Over breakfast I marvelled at the genuis of having a large breakfast table in a hostel as it encouraged people to sit together and talk, and it was here than I got chatting to a very interesting girl from eastern europe whose parents moved to Germany when she was young and through travel and education could speak several languages.
She had been travelling and trying to do volunteer work, much as I had planned to do at the very start of my trip, and as soon as the rain and the flooding of the area had occured she had placed a call to the local red cross agent offering her help, to which the guy said that he would visit the hostel to talk to her around 9am. As I had also told myself that I would try to help when I could, I decided to wait around and see what jobs could be done either here or in Bogota as that was my next stop, however it would appear that the locals did not require any foreign help as the guy from the red cross again called the hostel around 10am to say that the situation was all now under control but if anything did crop up he would contat again in a day or two.
It was a little bit dissapointed not to be able to help, as not only would it be a great experience and something that I had said that I wanted to do before I started but had not yet had a chance to do. After this bit of news we sat around and chatted for a few hours ti lit was time for my flight, along with the hostel owner and by the time that I left I was passing my card out and hugs all round, so much more like saying farewell to friends than simply goodbye to a place where I was staying, and this I believe is the biggest bonus of staying in a hostel.
On the way to the airport I thought hard about possibly running a hostel as a buisness and where would the best place be, and yet when I got to the airport all I wanted to do was scream and find someone that spoke English.
Manizales airport was tiny ( being only suitable for national flights ), with only about 5 check in desks, one x-ray machine and one mixed arrival and departure gate. As it was only one gate it was easy to find but it didnt have any screen projects saying when things were arrving or departing and so I had to listen and then just walk over to the departure gate, only to find that my flight was delayed.
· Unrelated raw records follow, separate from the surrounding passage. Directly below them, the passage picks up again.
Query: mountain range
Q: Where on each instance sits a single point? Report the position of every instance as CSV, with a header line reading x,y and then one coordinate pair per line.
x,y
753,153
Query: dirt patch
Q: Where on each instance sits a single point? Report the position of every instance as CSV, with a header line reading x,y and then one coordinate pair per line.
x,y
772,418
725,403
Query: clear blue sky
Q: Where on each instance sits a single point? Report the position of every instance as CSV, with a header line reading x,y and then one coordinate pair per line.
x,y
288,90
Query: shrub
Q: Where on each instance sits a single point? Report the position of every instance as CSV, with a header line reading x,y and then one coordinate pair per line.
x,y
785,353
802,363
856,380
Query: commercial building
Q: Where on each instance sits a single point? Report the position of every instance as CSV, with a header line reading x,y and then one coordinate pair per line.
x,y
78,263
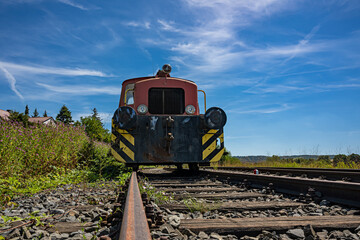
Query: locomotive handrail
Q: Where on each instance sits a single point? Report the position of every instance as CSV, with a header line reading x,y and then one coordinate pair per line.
x,y
204,98
134,224
126,94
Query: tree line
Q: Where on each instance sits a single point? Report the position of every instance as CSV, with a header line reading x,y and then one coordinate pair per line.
x,y
92,124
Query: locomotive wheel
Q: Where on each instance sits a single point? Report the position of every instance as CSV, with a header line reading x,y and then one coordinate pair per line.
x,y
194,167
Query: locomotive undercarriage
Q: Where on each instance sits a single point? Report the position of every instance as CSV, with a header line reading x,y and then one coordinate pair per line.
x,y
167,140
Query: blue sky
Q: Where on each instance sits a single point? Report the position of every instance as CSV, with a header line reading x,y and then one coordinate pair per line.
x,y
285,72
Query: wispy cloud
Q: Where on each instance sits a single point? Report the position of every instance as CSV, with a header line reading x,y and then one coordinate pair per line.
x,y
82,89
12,81
73,4
145,24
262,109
104,116
17,68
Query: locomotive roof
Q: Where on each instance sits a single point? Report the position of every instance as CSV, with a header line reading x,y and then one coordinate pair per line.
x,y
134,80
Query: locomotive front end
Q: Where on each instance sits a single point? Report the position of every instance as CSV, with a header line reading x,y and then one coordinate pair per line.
x,y
158,122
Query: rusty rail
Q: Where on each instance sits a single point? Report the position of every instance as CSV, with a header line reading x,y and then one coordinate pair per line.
x,y
134,224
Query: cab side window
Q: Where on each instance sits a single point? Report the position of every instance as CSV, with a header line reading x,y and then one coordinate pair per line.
x,y
129,92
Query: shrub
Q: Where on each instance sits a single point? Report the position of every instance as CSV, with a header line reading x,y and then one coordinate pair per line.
x,y
38,149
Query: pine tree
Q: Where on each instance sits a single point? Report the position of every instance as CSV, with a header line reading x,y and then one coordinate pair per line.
x,y
26,110
94,128
64,115
35,114
95,114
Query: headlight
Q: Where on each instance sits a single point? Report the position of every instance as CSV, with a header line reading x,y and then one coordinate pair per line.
x,y
190,109
215,118
142,109
125,118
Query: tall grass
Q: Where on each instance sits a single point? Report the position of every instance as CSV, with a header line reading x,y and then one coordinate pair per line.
x,y
40,157
39,149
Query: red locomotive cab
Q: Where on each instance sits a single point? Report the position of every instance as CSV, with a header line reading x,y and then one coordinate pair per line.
x,y
160,96
158,121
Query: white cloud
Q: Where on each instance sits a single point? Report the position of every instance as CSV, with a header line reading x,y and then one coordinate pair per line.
x,y
73,4
12,81
145,24
17,68
262,109
104,116
82,89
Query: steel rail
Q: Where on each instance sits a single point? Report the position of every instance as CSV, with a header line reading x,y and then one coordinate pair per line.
x,y
352,175
134,224
347,193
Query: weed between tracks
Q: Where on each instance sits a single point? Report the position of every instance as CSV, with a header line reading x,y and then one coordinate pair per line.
x,y
194,205
158,196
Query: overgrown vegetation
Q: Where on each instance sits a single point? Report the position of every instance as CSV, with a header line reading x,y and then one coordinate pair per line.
x,y
323,161
36,157
94,128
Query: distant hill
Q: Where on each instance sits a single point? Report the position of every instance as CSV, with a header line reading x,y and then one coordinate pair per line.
x,y
263,158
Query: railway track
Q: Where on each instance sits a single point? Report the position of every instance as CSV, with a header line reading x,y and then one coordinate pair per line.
x,y
349,175
223,205
210,204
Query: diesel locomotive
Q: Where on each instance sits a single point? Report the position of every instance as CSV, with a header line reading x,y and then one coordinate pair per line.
x,y
158,122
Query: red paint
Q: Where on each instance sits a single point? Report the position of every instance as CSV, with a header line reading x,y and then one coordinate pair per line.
x,y
142,86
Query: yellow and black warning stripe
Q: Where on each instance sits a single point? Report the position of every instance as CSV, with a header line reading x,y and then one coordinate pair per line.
x,y
211,151
122,145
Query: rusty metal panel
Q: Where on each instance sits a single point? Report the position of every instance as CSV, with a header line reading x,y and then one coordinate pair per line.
x,y
168,139
134,224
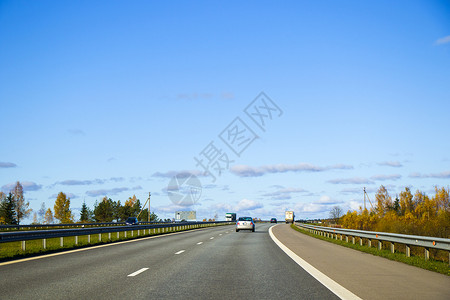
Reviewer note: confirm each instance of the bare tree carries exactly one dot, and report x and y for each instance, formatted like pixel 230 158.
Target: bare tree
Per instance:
pixel 22 207
pixel 335 213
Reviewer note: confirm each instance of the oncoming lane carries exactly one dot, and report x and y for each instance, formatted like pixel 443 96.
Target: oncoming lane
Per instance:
pixel 188 265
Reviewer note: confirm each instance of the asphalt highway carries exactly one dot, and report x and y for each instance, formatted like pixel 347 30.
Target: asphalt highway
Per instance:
pixel 212 263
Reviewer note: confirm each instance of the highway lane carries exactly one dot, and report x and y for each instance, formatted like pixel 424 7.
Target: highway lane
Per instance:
pixel 214 263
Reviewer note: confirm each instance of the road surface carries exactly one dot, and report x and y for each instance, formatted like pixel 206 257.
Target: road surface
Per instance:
pixel 212 263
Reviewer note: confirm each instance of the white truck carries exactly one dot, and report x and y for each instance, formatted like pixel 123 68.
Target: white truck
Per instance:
pixel 230 217
pixel 290 216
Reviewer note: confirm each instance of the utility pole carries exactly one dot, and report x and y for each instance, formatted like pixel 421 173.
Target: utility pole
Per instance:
pixel 149 206
pixel 143 206
pixel 364 198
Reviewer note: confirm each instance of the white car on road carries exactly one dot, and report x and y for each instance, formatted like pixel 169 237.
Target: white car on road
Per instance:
pixel 245 223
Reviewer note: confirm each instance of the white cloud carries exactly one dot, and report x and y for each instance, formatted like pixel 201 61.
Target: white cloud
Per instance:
pixel 246 204
pixel 106 192
pixel 248 171
pixel 179 174
pixel 395 164
pixel 444 40
pixel 284 193
pixel 445 174
pixel 27 186
pixel 386 177
pixel 354 180
pixel 81 182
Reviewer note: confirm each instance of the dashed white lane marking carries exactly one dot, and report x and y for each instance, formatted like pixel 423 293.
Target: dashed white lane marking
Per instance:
pixel 329 283
pixel 137 272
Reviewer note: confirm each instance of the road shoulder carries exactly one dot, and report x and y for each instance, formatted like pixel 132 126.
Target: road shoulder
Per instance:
pixel 367 276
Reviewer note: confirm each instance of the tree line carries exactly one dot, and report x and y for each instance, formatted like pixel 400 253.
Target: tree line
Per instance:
pixel 14 208
pixel 408 213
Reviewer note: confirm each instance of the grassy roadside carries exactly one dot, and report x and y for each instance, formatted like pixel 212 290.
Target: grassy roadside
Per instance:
pixel 431 265
pixel 13 250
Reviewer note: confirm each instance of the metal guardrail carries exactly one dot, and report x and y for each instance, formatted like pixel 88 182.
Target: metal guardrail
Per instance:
pixel 408 240
pixel 55 233
pixel 71 225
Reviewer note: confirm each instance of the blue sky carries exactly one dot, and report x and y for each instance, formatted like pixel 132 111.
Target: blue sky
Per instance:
pixel 115 97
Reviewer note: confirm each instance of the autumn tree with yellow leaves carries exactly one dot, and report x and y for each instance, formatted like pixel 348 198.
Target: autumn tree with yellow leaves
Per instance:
pixel 417 214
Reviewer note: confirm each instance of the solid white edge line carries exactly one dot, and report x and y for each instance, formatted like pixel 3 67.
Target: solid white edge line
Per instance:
pixel 95 247
pixel 329 283
pixel 137 272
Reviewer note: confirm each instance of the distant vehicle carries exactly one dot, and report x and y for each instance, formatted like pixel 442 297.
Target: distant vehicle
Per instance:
pixel 245 223
pixel 132 221
pixel 290 216
pixel 231 217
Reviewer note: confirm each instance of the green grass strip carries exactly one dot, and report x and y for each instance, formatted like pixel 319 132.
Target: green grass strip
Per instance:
pixel 13 250
pixel 417 261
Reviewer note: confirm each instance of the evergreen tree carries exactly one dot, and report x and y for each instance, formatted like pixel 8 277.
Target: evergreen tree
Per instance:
pixel 62 209
pixel 86 214
pixel 8 210
pixel 48 217
pixel 22 207
pixel 103 212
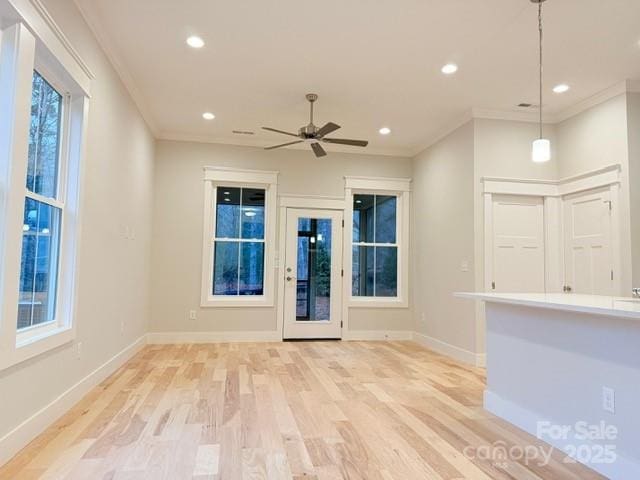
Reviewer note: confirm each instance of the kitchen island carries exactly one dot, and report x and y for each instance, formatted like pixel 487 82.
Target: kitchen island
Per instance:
pixel 566 368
An hour later and the same thing happened, and eventualy my flight that should have left at 12:25 in the end left 2 hours late and I had gone from optomistic to frustrated to downright aggresive and if they had delayed my flight again I would have gone up and attempted to demand my money back, plus my luggage, and I have no idea how I would have managed that in the little Spanish that I know.
Arriving in Bogota was fine, except that it was a holiday Monday, and even though Bogota is the capital city, in South America on a holiday you will find only about 10% of the bars, restaurants, clubs, etc open, and thus my night was going to be long and fairly uneventful. The taxi rank at the airport had its own desk where you would get a fixed price in advance and a full direction to give the taxi driver, so there is no chance of being stiffed and little chance to get lost until you arrive at your destination.
Earlier in the week I had decided to change my lodgings to a hotel, as I wanted to be able to invite friends back after a day aorund the city, especially as it is raining a lot and cold at nights, and I had become increasingly frustrated by smal hostels refusing to allow friends of guests inside or into the rooms for security reasons.
I managed to check in, read through the whole sheet of warning and city dangers that did nothing to reassure me and as soon as I got to my room I checked to see if I could get a wifi signal in my room, and as I could not I quickly contacted the reception and asked to be moved to one that did, even though the final one was a fraction smaller and closer to the renovatoin works that were going on, as thus why the price was affordable.
A few hours later I met up with my friend N' and before she even came into my room she said that my hotel was in a very dangerous part of the city, being the central downtown which was an area full of drugs addicts, prostitutes and thieves. In fact, she told me, she had had her cellphone stolen there only last week and her mother had her purse pick pocketted the week before, all of which did nothing to put me at ease in a city that I had not been in for almost a year, and never to this part of.
After the hotel warnings, this further unsettled me, so together we went got a taxi and went to grab a bite to eat and see some of the city, although as I said, being a holiday Monday, all we could really do is see the outsides of places and not actually get in anywhere. Together we went around a shopping mall, saw the many Christmas decorations and took a few photos.
In an effort to find a more suitable hotel in a safer area we asked the taxi driver to take us to a cheap alternative nearby, but at over 600,000 pesos for one nights stay, I calculated that even if I was robbed of everything I would still lose less than the cost of staying in this hotel for 4 nights, and without even a tour I decided that I would prefer to take my chances where I was currently checked into, and just be extra cautious to not go out alone late at night with anything of value.
N' had to be up early the next day for her studies and work so I said goodbye and hoped that we could meet up again before I left at the end of the weekend.